Une équipe de chercheurs, coordonnée par Mélody Philippon de l’Université des Antilles en Guadeloupe, révèle comment des blocs tectoniques jusque-là méconnus à l’est de la plaque caraïbe ont joué un rôle déterminant dans la biodiversité des îles des Grandes Antilles. C’est une avancée majeure pour comprendre les liaisons géologiques et biologiques de la région.
Une étude publiée le 14 novembre dernier dans la revue Nature Communications Earth & Environment propose un scénario inédit pour expliquer la richesse biologique des Antilles du Nord. Cette recherche issue de l’équipe de Mélody Philippon détaille comment les blocs tectoniques GrANoLA (Greater Antilles Northern Lesser Antilles) et plusieurs éléments géodynamiques associés auraient constitué, entre environ 45 et 25 millions d’années, un corridor terrestre temporaire reliant l’Amérique du Sud aux Grandes Antilles. Selon les chercheurs, ces blocs illustraient comment « les zones de subduction sont particulièrement sujettes à des changements géographiques rapides à la surface de la Terre, favorisant la diversification et la spéciation ».
Vers un pont terrestre éphémère
La reconstruction paléogéographique proposée intègre des données paléomagnétiques récentes montrant que les blocs GrANoLA ont subi une rotation importante depuis le Paléogène. Ces mouvements, combinés à des élévations et submersions successives, auraient permis aux anciens blocs de se comporter comme un lambeau lithosphérique mobile. Cela rend plausible l’existence d’un corridor terrestre transitoire entre le continent sud-américain et les îles. Ce scénario lève le paradoxe de la forte biodiversité insulaire d’origine sud-américaine malgré la large barrière océanique actuelle.

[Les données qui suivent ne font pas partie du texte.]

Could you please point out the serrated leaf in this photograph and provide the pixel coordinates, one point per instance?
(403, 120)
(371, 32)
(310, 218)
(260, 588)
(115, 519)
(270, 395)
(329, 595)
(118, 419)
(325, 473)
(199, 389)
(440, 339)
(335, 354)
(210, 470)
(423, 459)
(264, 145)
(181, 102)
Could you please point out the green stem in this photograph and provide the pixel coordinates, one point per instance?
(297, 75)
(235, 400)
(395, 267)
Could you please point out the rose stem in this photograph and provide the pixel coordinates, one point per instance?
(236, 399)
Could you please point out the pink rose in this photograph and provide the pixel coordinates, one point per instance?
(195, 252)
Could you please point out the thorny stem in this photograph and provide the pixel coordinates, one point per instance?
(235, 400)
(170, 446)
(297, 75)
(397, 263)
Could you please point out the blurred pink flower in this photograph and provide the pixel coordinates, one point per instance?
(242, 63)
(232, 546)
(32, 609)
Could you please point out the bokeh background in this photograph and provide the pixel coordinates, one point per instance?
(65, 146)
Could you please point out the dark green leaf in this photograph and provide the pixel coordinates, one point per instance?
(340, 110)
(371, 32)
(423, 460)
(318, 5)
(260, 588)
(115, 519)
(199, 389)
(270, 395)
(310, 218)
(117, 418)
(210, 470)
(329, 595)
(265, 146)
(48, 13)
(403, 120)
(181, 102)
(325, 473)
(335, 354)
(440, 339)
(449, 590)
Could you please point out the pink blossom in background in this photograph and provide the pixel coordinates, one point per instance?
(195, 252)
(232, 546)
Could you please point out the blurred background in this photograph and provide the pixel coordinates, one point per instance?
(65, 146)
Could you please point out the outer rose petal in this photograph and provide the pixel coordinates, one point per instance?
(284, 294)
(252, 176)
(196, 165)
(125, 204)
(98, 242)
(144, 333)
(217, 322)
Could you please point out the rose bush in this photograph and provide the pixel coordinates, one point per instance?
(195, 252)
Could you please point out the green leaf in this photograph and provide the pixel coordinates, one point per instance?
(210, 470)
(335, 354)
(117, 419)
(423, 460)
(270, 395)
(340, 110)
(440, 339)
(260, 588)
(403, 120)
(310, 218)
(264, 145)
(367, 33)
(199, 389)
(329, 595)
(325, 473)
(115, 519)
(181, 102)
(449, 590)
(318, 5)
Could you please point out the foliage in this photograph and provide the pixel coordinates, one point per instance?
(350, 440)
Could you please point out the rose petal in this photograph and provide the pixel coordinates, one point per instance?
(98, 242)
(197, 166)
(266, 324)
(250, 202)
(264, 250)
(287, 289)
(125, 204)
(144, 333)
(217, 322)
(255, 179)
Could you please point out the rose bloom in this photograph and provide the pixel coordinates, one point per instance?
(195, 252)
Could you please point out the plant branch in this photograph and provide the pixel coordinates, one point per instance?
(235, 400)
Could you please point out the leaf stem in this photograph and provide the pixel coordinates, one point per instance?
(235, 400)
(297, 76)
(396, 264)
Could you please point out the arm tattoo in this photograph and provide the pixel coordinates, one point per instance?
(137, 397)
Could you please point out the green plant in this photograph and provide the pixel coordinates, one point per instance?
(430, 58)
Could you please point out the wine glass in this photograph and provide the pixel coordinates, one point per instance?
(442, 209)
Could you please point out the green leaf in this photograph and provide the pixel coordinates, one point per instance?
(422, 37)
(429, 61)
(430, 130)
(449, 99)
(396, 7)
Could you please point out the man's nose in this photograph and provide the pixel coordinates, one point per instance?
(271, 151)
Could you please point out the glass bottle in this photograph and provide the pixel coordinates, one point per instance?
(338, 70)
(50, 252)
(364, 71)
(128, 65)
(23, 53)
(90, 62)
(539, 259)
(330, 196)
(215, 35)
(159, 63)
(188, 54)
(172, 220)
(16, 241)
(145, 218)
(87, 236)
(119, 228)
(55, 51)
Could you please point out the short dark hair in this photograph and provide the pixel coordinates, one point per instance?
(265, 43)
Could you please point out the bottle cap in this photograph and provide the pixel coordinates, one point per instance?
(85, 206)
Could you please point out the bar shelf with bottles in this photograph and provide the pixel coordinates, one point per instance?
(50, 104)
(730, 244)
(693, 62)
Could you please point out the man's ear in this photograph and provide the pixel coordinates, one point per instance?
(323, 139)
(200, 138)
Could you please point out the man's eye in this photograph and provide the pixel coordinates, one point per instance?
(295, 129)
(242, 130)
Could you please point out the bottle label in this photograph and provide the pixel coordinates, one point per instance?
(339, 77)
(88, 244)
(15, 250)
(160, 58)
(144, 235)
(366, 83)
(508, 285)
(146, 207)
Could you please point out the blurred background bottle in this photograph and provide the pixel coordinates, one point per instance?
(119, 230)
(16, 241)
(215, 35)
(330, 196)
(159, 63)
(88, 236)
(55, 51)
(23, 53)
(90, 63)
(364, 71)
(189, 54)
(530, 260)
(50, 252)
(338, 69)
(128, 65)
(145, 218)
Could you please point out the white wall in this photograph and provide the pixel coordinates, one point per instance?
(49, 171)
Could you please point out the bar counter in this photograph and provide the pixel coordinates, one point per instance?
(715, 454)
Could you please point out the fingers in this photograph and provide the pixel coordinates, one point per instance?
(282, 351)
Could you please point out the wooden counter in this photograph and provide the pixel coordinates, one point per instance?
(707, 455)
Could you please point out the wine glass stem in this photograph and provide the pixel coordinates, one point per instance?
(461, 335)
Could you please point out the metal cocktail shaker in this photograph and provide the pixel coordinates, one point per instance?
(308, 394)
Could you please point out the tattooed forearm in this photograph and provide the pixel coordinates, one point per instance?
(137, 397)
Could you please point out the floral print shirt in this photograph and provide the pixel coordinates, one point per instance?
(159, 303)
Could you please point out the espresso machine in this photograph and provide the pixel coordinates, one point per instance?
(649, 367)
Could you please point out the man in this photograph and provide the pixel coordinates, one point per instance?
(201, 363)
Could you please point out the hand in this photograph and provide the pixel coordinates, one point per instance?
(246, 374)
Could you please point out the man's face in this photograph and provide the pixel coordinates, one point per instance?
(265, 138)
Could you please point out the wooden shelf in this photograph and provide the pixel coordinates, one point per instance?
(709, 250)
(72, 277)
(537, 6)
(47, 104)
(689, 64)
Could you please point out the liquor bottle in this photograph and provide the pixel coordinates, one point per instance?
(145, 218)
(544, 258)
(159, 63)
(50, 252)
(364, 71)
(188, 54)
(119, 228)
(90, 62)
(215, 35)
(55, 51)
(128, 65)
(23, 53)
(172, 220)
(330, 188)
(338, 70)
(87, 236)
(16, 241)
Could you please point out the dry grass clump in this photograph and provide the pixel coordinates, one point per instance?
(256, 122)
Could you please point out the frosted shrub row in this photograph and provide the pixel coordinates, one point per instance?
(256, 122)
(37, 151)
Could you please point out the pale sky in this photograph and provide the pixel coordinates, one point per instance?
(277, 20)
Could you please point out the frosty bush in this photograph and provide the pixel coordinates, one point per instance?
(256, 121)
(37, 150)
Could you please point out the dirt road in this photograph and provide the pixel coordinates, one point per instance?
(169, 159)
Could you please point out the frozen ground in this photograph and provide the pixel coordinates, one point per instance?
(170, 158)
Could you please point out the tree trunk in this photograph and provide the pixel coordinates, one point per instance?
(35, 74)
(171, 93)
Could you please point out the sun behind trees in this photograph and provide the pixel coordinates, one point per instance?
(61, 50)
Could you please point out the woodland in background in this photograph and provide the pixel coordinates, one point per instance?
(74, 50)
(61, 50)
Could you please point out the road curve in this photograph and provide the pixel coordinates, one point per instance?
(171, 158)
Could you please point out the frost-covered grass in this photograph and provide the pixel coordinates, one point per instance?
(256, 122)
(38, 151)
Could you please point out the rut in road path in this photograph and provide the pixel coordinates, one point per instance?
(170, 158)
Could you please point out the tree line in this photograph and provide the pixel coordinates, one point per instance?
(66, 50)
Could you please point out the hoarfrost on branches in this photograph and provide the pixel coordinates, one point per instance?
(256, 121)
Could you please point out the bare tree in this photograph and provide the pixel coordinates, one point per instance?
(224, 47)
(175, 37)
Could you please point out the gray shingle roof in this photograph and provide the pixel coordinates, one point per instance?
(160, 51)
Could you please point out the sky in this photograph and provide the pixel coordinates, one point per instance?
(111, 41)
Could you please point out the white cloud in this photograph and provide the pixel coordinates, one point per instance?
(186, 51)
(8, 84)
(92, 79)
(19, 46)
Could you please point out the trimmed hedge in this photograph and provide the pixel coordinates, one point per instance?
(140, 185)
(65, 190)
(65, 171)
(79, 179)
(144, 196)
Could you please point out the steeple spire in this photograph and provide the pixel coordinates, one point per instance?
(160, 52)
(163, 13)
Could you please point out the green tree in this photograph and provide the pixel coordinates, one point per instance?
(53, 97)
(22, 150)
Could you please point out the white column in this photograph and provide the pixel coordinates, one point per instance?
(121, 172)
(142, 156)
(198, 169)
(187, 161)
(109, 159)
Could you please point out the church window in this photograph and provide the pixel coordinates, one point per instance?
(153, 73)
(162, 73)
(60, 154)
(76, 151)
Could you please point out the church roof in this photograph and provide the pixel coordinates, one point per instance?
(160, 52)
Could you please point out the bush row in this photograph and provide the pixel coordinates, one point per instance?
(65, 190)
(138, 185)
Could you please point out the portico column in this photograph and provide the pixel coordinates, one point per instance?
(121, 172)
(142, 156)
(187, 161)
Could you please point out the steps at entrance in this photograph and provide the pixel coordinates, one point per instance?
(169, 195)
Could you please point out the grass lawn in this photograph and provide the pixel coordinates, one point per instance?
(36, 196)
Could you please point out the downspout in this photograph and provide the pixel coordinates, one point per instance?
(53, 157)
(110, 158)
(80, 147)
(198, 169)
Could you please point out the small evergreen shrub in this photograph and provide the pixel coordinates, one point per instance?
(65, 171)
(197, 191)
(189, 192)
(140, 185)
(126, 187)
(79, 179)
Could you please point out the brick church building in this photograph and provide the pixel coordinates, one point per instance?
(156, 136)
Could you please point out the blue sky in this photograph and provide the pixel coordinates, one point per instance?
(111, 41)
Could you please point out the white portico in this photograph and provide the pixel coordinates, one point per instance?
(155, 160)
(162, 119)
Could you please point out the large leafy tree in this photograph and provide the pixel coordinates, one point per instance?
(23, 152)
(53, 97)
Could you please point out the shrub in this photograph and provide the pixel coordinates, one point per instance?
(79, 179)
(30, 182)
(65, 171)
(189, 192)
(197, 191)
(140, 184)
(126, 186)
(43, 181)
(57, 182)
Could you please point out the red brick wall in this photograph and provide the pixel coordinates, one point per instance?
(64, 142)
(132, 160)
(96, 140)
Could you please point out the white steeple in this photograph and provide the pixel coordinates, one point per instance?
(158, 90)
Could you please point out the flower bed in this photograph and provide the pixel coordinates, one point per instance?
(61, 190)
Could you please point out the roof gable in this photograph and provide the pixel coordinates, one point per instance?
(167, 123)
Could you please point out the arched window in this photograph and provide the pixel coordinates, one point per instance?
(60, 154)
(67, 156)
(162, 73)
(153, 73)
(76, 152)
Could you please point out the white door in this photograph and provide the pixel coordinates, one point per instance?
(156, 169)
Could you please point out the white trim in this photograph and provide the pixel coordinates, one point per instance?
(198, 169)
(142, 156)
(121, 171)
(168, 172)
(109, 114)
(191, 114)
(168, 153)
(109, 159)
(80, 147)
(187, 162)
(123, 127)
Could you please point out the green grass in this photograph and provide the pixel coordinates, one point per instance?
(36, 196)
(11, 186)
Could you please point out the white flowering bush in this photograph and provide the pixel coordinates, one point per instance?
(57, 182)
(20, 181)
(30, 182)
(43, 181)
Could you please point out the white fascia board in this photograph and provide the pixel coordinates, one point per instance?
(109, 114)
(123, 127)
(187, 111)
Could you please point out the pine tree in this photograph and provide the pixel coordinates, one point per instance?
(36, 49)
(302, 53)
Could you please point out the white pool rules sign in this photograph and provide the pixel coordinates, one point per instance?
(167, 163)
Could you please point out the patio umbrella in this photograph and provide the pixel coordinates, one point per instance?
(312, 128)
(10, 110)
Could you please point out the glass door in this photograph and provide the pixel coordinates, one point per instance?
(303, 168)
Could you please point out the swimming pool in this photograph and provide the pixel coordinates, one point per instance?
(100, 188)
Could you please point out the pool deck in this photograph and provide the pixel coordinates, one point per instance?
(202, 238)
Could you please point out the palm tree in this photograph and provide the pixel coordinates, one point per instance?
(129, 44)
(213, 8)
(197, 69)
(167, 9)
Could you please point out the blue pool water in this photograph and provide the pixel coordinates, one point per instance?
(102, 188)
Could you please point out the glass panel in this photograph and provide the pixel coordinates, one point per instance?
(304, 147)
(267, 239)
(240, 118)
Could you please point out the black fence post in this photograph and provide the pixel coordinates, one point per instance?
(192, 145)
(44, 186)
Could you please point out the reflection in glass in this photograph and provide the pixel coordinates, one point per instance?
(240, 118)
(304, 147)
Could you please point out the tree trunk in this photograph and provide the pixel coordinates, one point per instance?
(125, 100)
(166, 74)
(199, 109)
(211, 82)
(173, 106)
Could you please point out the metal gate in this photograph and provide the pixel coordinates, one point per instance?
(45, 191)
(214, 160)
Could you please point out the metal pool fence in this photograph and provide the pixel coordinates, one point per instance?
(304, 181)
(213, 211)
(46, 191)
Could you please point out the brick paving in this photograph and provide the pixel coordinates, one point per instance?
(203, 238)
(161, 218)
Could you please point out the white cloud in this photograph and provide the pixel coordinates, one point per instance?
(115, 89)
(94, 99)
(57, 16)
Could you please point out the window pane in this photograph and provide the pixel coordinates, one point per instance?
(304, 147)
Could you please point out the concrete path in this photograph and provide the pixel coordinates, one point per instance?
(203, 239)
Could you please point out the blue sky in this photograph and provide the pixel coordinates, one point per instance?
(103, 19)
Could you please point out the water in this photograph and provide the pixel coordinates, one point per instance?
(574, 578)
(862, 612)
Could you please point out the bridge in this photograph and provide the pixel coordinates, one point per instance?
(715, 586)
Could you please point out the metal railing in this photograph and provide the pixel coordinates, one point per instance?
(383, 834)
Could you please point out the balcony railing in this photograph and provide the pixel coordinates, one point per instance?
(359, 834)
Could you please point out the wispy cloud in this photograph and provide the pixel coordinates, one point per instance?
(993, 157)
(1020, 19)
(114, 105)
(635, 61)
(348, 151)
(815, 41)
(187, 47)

Les chercheurs expliquent que ce corridor « offre une nouvelle voie expliquant les échanges biotiques et la diversification dans la Caraïbe ». Grâce à cette connexion, des groupes terrestres et dulçaquicoles (mammifères, amphibiens, reptiles, poissons d’eau douce, arthropodes, plantes) auraient pu coloniser les îles, avant que la tectonique ne fragmente cette liaison.
Réviser les paradigmes de la biogéographie des Antilles
Ce scénario met en lumière l’importance des dynamiques géologiques (subduction, rotations lithosphériques, émergences temporaires, déplacements des blocs) dans l’origine de la biodiversité antillaise. Il remet en cause l’hypothèse dominante d’une colonisation uniquement par voie maritime ou via des ponts insulaires statiques.
Selon les auteurs, les « hotspots de biodiversité coïncident souvent avec des zones de subduction, où l’activité tectonique crée puis détruit des connexions géographiques », ce qui correspond à la situation des Antilles du Nord. La prise en compte de ces reconstructions tectoniques dynamiques fournit un cadre plus cohérent pour expliquer la richesse et l’endémisme remarquable des biotas terrestres et dulçaquicoles des îles.
Cette étude propose un modèle renouvelé de biogéographie insulaire. Appliqué à d’autres archipels soumis à l’activité tectonique, ce cadre pourrait aider à mieux comprendre l’origine de certains « hotspots » de biodiversité ailleurs dans le monde.